User Rating: 6 | Diddy Kong Racing DS DS
As a kid Diddy Kong Racing was that Nintendo 64 game that your mom simply would not buy because you already had Mario Kart 64 and Nintendo 64 games were like $70. I always longed to own DK Racing, with its planes and hover crafts, and I could not imagine what could possibly suck about the experience.

Well, this could suck. At its core, DKR is a solid racing game that has little gameplay flaws, the only problems come from the game built around those game mechanics. The overworld structure is clumsy and most of the tracks are very boring. Traveling from race to race seems pointless and tacked on. You drive to an area simply to be given what is essentially a race menu lobby. You race in races that have preset vehicles. You compete with a cart, plane or hover craft. In story mode you cannot switch between the types of vehicles for the vehicle specific races, which is all of them. IE, not planes vs carts, only karts vs karts and planes vs planes. Once you beat a track you get to replay it as a touch screen mini-game, collecting balloons and coins. The coins are used to level up your kart, hover craft and plane.

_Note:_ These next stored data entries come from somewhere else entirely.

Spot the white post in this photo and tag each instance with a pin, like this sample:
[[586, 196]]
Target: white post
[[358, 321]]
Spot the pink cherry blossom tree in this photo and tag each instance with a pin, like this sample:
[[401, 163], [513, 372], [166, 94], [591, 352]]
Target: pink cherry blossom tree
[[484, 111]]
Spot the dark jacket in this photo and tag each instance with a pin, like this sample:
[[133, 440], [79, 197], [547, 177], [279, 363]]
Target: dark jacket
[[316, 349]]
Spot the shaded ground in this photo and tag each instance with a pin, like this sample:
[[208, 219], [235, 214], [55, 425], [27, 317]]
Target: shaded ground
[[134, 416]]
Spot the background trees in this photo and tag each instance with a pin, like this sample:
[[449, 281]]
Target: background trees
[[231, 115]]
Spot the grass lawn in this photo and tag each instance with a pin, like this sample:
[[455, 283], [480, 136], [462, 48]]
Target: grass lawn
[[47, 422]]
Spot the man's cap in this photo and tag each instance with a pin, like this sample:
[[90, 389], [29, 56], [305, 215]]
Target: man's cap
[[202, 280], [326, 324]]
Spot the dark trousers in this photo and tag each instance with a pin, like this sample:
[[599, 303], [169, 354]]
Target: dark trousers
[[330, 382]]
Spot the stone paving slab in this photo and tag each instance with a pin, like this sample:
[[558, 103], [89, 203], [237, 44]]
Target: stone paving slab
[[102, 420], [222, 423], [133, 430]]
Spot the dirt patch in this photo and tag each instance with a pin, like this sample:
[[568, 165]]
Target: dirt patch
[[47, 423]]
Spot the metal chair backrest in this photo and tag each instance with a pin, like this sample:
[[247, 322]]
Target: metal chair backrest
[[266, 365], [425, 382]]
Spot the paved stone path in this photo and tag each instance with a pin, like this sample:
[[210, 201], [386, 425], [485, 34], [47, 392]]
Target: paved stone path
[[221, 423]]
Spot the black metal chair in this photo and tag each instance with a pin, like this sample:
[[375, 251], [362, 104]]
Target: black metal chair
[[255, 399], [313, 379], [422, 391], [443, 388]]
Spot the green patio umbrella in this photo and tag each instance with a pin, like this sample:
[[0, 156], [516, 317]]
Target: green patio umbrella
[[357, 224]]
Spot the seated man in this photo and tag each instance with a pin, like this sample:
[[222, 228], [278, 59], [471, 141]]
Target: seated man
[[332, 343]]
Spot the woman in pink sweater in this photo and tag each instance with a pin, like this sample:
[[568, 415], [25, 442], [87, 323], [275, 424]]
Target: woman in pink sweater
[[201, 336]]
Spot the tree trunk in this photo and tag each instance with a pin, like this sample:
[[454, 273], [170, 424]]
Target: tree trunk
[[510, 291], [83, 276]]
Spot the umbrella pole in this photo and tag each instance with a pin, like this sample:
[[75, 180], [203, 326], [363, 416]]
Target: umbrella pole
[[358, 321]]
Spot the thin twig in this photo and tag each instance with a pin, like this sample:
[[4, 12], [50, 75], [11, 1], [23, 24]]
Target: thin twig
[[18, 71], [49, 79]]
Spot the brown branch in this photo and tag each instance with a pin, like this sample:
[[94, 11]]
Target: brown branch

Here is where Diddy loses me. It is not made abundantly clear that to beat the second and third tier levels you HAVE to upgrade your vehicle. I found this out the hard way. Also, the amount of coins that it takes to achieve many/most of the upgrades is insane for the amount of time you will put into the single player mode. I don't see how Rare expects players to obtain hundreds of coins per vehicle to get certain upgrades. On top of that, you don't get the the coins that you collect in a race unless you actually WIN the race. I found myself just replaying the first 4 levels over and over again to to get enough coins to level up my vehicles.

The lack of more true Donkey Kong characters, Banjo or Conker, really makes the character line up dull. Not to mention the way the skill sets are made up, there are some characters with reason to ever be picked. Finally, and I know this will sound stupid, but DKR feels like you are playing a Nintendo 64 game. Mario Kart DS doesn't FEEL like a N64 game, it feels like a DS game. Maybe a graphical update or texture reworking would have fixed this, but overall it just feels old.

If you have Mario Kart DS, stick with it. DKR shows some interesting ideas in the upgrade areas and its fun to fly around in the plane, but you will find yourself drifting back to the wonderful and nearly flawless Mario Kart DS when done with DKR.

As a child I would have probably loved DKR, but I can see its faults now and wish that it had been tweaked a bit more before release.